If you want to know why I did all these things, ask me. There really is a thought process behind it. It isn’t about just adding filters to make a bad picture worse. I see that all the time on Instagram. Always remember, and never forget, it starts with the subject itself, And, as buddy of mine says, “if you want better pictures stand in front of better stuff.” He single-handedly turned a little town in Kansas into an arts mecca.





      1. Well, if you poke around my older work from the days when I lived there, you’d notice that my way of working for myself is exploring every nook and cranny. I’ve probably been to all their locations at least three times.

        Liked by 1 person

    1. It seems like ATL is turning like NOLA everyday. You can’t keep your streets working either. 🙂 We only think the saved the sign. The City of ABQ is very tricky. We separated our trash into all sorts of things glass, xcans…you know. One day I happened to go to the city dump. Every truck went to the same place. Sheesh. BTW, there is nothing like a 24 and an 85 on the street. 🙂


      1. Oh no…I’ve heard that same story when we lived in the D.C. area. All the carefully cleaned and separated recylables collected each week from the curb and all dumped in the same heap. Maddening. I still can’t put a plastic coke bottle in the regular trash – it kills me. I think we’re stuck with this madness. 🙂


      2. We have no recycling in New Orleans. Mostly people just throw stuff in the street. Even for big stuff. You drag your old broken down couch to the curb. An hour or so later it will be gone.

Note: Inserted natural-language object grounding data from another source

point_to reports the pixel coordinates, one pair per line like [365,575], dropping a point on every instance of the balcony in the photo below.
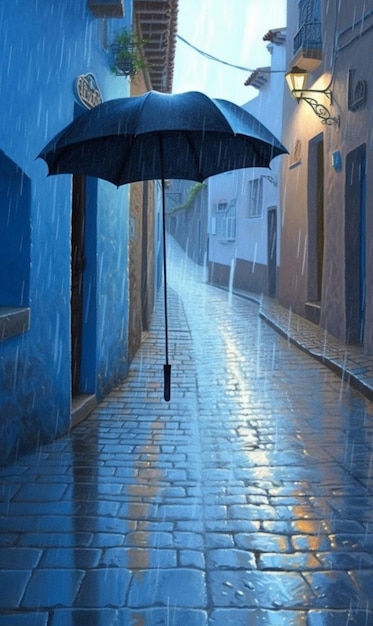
[308,47]
[106,8]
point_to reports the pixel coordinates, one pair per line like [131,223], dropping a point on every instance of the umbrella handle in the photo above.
[167,382]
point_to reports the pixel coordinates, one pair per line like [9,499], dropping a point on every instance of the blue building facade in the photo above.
[63,239]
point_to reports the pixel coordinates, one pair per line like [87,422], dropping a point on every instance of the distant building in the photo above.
[326,261]
[244,205]
[187,213]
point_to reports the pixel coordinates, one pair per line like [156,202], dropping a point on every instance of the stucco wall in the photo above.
[46,45]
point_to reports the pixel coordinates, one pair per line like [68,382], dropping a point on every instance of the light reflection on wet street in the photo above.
[246,500]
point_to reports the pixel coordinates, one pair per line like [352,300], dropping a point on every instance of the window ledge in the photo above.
[13,321]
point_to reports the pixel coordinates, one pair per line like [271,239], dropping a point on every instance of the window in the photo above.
[226,221]
[255,198]
[309,12]
[15,194]
[308,37]
[15,202]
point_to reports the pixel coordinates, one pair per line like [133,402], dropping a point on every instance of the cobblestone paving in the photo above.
[245,501]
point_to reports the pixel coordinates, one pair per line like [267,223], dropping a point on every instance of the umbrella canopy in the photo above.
[154,136]
[158,136]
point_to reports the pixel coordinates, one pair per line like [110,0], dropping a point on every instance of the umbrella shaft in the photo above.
[164,269]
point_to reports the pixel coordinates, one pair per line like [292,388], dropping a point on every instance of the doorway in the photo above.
[315,219]
[272,251]
[77,269]
[355,245]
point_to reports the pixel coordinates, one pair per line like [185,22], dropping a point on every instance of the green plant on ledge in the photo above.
[128,53]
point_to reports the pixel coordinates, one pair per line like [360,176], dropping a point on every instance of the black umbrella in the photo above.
[161,136]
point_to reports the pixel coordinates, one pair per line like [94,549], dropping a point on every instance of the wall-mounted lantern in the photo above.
[297,82]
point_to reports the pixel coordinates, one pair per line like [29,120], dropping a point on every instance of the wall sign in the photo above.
[357,92]
[87,91]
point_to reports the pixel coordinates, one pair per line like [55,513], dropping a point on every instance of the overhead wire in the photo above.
[210,57]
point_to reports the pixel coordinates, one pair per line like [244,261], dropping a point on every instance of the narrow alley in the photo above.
[244,501]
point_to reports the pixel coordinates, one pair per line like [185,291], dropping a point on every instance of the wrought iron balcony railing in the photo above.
[308,39]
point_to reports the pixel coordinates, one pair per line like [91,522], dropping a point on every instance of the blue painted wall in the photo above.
[45,46]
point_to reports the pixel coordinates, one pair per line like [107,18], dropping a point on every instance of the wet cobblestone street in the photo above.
[245,501]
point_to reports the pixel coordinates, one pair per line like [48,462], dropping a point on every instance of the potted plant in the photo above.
[128,54]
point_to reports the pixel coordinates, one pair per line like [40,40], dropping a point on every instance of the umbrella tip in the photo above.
[167,382]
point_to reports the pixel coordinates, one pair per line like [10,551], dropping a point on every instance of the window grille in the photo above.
[255,198]
[225,221]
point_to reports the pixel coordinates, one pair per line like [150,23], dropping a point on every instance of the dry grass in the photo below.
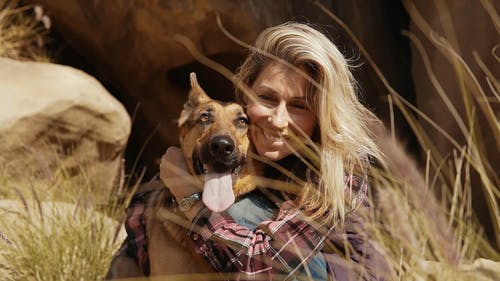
[66,235]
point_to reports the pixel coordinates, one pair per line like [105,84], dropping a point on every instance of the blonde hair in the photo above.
[345,141]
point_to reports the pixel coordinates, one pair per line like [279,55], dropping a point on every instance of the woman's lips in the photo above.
[275,139]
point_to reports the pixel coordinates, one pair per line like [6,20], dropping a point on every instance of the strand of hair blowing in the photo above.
[342,119]
[345,139]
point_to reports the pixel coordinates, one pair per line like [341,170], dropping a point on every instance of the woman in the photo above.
[305,118]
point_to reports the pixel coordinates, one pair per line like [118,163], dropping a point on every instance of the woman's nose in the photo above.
[280,116]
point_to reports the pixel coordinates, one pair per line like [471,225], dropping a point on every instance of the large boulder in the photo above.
[58,120]
[132,46]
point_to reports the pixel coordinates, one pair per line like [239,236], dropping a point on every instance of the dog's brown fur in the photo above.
[169,250]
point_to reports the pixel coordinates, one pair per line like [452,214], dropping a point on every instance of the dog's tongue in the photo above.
[218,191]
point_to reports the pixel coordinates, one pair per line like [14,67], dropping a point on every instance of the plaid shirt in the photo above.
[281,248]
[278,249]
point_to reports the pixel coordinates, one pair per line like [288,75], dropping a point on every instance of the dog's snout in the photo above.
[221,146]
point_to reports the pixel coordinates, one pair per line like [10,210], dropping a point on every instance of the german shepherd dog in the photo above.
[214,141]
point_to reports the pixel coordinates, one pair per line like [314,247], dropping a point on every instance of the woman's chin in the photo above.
[275,155]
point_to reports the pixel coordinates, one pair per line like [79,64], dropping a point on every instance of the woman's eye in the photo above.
[298,105]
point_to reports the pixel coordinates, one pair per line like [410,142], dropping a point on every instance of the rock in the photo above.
[58,120]
[131,45]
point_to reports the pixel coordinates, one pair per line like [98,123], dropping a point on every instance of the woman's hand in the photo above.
[175,174]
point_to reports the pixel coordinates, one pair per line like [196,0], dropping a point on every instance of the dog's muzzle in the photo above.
[221,153]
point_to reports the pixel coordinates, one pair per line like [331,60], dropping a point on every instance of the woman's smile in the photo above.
[278,109]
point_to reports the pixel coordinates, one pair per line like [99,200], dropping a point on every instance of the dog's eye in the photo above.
[241,122]
[204,119]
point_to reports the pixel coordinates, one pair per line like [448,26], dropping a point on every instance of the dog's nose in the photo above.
[221,146]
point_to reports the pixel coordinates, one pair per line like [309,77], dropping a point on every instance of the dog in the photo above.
[214,140]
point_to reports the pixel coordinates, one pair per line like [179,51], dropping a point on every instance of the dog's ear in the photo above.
[196,96]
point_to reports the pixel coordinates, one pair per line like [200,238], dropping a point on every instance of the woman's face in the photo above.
[280,109]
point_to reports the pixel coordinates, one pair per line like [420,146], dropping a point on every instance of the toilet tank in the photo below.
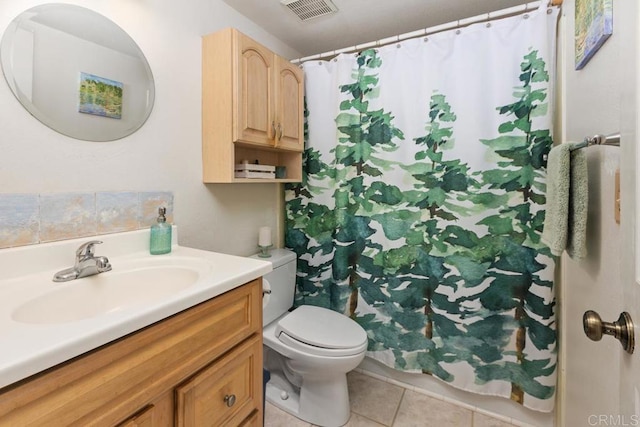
[281,282]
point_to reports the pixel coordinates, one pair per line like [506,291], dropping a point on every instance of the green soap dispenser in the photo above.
[160,240]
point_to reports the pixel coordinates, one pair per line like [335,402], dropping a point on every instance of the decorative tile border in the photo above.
[27,219]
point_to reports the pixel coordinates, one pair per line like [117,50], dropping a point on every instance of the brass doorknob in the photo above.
[622,329]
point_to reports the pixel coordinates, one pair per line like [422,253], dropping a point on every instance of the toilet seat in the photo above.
[322,332]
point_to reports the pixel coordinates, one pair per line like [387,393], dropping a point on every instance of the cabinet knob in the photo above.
[230,400]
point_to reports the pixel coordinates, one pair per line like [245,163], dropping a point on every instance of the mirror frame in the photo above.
[77,72]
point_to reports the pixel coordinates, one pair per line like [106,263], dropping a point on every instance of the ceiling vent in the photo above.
[309,9]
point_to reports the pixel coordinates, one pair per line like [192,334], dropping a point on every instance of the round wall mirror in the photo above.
[77,72]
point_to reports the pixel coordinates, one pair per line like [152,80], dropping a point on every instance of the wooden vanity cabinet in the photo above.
[252,108]
[180,371]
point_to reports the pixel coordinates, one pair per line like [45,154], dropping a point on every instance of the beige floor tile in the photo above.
[276,417]
[418,410]
[481,420]
[360,421]
[376,400]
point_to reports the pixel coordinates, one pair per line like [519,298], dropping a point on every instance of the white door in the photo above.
[599,381]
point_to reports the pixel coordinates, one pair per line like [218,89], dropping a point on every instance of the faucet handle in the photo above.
[86,249]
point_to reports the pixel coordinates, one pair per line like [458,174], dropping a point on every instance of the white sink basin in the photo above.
[43,323]
[133,283]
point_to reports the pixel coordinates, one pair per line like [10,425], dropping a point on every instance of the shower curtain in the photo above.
[422,203]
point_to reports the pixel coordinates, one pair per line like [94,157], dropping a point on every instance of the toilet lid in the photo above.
[322,328]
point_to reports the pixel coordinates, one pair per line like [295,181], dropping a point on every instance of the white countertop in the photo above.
[26,273]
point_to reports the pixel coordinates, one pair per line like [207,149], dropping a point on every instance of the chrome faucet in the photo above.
[86,264]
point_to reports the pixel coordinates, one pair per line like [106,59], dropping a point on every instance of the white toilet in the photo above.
[308,350]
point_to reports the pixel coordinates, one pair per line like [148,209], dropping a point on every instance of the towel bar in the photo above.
[613,140]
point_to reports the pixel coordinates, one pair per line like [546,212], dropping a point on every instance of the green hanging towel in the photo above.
[565,225]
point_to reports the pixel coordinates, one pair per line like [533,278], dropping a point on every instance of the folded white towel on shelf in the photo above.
[565,225]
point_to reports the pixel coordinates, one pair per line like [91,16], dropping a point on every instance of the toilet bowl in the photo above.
[308,350]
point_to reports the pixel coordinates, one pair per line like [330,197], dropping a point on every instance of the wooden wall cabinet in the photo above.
[252,108]
[180,371]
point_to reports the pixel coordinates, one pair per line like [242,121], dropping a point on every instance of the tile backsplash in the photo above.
[27,219]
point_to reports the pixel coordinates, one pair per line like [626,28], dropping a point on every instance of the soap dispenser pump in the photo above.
[160,240]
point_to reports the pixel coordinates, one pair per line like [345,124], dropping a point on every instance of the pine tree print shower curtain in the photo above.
[422,204]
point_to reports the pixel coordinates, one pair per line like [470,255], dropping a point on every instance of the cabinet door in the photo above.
[255,118]
[226,392]
[290,105]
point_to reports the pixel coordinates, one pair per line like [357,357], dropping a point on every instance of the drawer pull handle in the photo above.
[230,400]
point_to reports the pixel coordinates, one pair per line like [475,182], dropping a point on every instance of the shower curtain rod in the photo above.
[432,30]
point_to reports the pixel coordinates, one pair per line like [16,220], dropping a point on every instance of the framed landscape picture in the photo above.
[594,25]
[100,96]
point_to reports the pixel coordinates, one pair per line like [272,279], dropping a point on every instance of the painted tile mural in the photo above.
[67,216]
[27,219]
[117,212]
[19,220]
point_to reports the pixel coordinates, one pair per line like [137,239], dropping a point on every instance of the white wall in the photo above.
[165,154]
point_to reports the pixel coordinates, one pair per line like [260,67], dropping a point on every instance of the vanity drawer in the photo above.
[224,393]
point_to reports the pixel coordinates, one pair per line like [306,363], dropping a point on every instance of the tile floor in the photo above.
[375,403]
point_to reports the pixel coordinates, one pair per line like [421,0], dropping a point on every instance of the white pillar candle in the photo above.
[264,236]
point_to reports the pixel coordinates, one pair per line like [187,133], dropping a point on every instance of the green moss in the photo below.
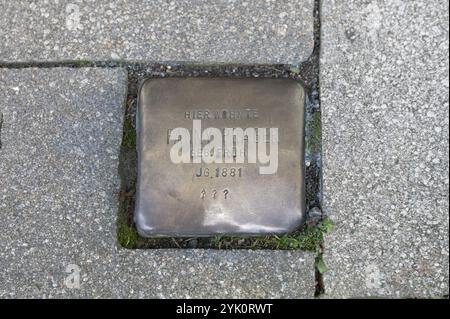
[129,135]
[314,133]
[126,234]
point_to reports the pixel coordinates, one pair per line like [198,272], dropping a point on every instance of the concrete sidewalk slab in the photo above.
[198,31]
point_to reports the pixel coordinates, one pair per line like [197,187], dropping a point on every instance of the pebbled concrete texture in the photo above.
[385,103]
[217,31]
[62,128]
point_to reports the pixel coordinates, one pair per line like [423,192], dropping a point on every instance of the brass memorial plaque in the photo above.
[220,156]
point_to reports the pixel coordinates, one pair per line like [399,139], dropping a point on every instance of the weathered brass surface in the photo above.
[198,199]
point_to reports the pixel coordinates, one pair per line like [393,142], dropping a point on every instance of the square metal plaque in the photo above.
[220,156]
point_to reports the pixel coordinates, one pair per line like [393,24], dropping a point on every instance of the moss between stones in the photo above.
[314,133]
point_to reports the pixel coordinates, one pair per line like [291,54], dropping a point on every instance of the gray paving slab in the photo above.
[384,90]
[200,31]
[59,183]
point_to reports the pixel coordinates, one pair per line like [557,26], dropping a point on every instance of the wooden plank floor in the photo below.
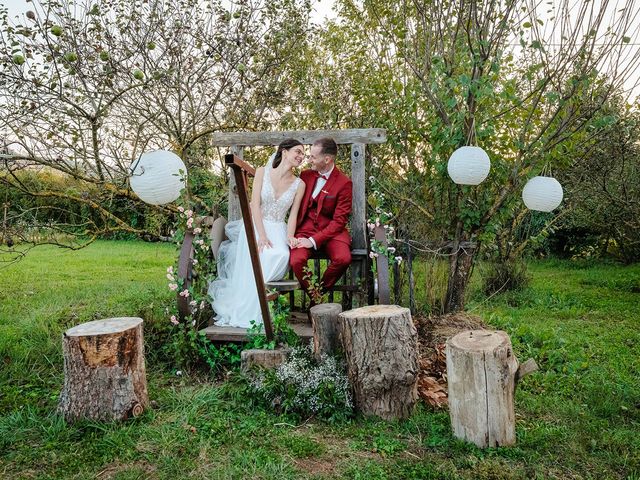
[236,334]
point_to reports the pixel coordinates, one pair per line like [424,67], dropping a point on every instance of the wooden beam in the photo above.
[359,201]
[307,137]
[233,202]
[236,165]
[382,266]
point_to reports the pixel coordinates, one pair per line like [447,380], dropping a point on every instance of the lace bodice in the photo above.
[275,210]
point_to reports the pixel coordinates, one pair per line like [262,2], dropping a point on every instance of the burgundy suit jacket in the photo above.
[333,208]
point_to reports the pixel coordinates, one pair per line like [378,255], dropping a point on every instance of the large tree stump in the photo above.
[104,371]
[482,373]
[380,345]
[324,318]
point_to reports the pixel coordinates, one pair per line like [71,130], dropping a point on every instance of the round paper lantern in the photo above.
[469,165]
[542,194]
[158,177]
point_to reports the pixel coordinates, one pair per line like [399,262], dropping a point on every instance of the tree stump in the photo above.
[482,373]
[380,346]
[104,371]
[324,318]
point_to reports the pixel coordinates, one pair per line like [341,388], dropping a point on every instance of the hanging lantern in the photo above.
[158,177]
[542,193]
[469,166]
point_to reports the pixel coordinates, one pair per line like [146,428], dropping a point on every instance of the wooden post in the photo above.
[237,165]
[382,267]
[359,197]
[233,201]
[482,372]
[380,344]
[104,371]
[324,318]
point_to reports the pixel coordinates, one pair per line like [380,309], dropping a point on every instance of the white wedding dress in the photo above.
[234,294]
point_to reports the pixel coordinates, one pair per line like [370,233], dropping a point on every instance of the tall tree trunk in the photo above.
[460,263]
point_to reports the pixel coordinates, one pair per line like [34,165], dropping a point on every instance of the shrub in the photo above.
[306,387]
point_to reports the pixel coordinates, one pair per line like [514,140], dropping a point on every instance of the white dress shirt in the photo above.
[320,182]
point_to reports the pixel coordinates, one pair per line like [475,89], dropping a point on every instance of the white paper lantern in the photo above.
[158,177]
[469,165]
[542,194]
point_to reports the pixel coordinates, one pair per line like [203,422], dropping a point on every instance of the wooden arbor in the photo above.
[238,200]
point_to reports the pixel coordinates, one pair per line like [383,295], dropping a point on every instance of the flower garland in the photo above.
[382,218]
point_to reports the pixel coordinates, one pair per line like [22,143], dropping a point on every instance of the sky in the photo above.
[323,10]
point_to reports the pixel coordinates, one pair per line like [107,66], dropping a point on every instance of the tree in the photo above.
[604,186]
[494,74]
[86,88]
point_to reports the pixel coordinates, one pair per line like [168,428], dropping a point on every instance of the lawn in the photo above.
[578,417]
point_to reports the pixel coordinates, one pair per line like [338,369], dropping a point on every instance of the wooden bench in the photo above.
[357,283]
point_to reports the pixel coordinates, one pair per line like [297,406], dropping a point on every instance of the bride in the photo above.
[276,192]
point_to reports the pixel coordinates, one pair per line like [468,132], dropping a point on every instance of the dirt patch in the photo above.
[433,332]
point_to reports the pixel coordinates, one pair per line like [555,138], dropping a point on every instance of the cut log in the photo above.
[482,372]
[104,370]
[380,346]
[324,318]
[262,358]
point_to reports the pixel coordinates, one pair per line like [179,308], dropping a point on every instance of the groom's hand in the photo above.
[263,242]
[304,243]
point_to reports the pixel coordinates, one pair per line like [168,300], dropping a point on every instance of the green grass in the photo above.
[578,417]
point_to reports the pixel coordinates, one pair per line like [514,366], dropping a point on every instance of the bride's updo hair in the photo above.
[284,145]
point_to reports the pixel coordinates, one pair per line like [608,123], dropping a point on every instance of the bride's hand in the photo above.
[264,242]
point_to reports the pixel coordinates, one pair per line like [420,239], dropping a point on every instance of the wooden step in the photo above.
[236,334]
[283,285]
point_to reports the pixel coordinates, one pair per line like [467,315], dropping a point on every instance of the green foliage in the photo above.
[577,417]
[505,276]
[305,387]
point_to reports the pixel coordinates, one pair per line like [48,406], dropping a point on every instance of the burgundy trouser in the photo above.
[339,254]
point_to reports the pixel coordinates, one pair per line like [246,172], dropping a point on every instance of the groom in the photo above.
[323,215]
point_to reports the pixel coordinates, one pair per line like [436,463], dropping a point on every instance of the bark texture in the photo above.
[324,318]
[380,345]
[460,265]
[104,370]
[481,371]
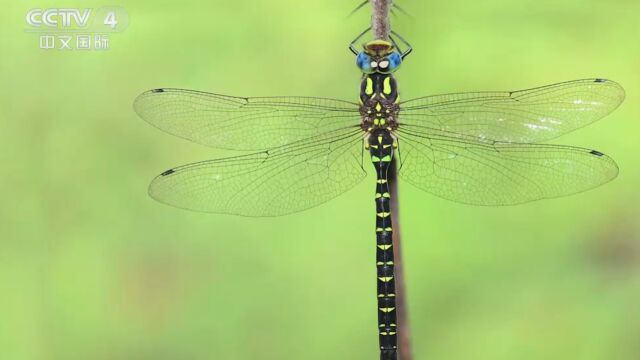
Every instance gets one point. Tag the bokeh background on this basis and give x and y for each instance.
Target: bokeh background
(92, 268)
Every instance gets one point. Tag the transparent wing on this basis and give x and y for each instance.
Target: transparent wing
(524, 116)
(491, 173)
(279, 181)
(238, 123)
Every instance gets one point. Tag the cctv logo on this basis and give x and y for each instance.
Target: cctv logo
(58, 17)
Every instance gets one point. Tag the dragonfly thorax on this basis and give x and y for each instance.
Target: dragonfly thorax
(378, 96)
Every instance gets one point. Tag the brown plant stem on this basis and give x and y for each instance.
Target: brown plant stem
(381, 28)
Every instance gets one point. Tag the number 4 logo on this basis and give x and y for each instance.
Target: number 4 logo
(110, 19)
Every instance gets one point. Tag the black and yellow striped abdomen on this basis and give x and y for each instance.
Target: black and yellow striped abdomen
(379, 110)
(381, 147)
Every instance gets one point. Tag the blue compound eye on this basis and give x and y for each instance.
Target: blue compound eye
(364, 63)
(390, 63)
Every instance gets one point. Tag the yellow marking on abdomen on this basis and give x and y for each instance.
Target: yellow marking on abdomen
(386, 85)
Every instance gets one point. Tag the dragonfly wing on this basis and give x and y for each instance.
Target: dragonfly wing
(523, 116)
(491, 173)
(279, 181)
(239, 123)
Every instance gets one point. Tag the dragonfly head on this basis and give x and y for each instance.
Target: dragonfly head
(378, 56)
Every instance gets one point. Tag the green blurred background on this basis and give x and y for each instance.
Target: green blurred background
(92, 268)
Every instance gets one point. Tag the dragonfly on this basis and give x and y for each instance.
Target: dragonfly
(480, 148)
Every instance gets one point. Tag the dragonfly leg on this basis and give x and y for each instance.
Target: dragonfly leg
(409, 48)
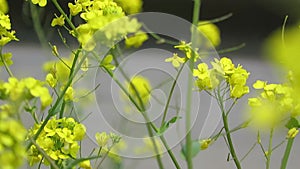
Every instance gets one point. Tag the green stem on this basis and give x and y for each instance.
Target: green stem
(172, 156)
(227, 131)
(287, 153)
(148, 122)
(151, 135)
(57, 103)
(196, 13)
(269, 149)
(5, 64)
(37, 25)
(56, 4)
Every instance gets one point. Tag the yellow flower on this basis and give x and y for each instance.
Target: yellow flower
(5, 21)
(211, 31)
(60, 21)
(75, 9)
(204, 144)
(51, 80)
(79, 131)
(106, 62)
(69, 95)
(59, 139)
(292, 133)
(7, 59)
(102, 139)
(3, 6)
(130, 6)
(85, 164)
(139, 88)
(176, 60)
(41, 3)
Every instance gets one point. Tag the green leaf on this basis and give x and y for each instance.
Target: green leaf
(293, 122)
(195, 149)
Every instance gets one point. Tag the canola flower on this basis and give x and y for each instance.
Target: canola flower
(3, 6)
(16, 90)
(275, 103)
(223, 69)
(58, 21)
(175, 60)
(96, 16)
(212, 33)
(41, 3)
(59, 139)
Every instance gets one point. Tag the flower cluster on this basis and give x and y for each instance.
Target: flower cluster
(25, 89)
(234, 76)
(275, 103)
(97, 15)
(59, 139)
(12, 150)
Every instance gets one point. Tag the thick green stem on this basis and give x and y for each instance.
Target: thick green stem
(5, 64)
(58, 7)
(170, 94)
(162, 138)
(37, 25)
(287, 152)
(189, 103)
(269, 153)
(227, 131)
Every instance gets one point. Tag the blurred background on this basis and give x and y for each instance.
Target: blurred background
(251, 23)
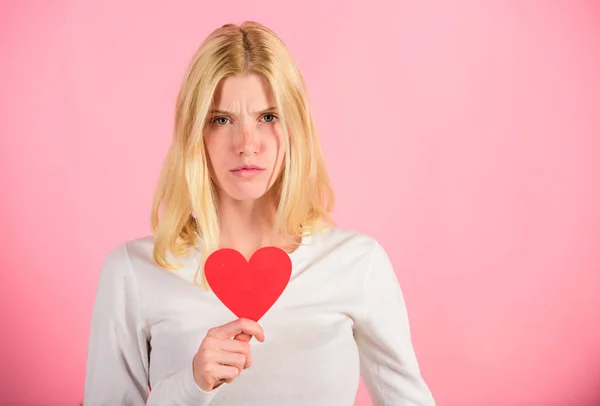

  1. I have no problem at all with adding filters or textures or whatever. In fact, I like what you did with this image. It says retro or historical to me. I also love that quote “if you want better pictures stand in front of better stuff.” I keep looking for better stuff but you can’t beat Route 66. From California to Arizona is the furthest I’ve gone. But we are planning- well, talking- about driving all the way to Chicago on it one of these days!

    Liked by 1 person

    1. You know all the great ones controlled their pictures. Ansel Adams is probably the name everybody knows. He created an entire system of exposure, development and printing to get what he wanted from an image. Better stuff… it depends on where you are based and where you want to go. I’m never satisfied here and I live in New Orleans. Think about this, I can say “I think I’ll go wander around the French Quarter after dinner,” and not be satisfied. 🙂 People come from all over the world to do that.


      1. Tell you what. You go wander around the French Quarter, I’ll head on down to the Vegas strip. The secret is to treat your home territory as if you’re a tourist. Whenever I’ve done that, I’ve come up with one or two good shots.


      2. Gee, after 40 years of doing this I would have thought… 🙂 but, I come from the Magnum, Agency VII nexus. Doing that is exactly backwards for me. I want to get to the heart of things. I did tourism a long time ago… I try very hard not to do that even when I am traveling.

        Liked by 1 person

      3. Well, I agree with you about the tourism comment. What I meant to say was look at where you live as a stranger might.


      4. Okay. Not for me though.The idea is to get is to get inside, not look at a place from the outside. Why don’t you make a picture that shows us something that isn’t about the “glitz.” May I suggest something deep inside that huge Chinatown?


      5. Well, to tell you the truth, I don’t think I’ve been on the strip in over a year. I like going out into the desert more. But Chinatown does sound like a possibility.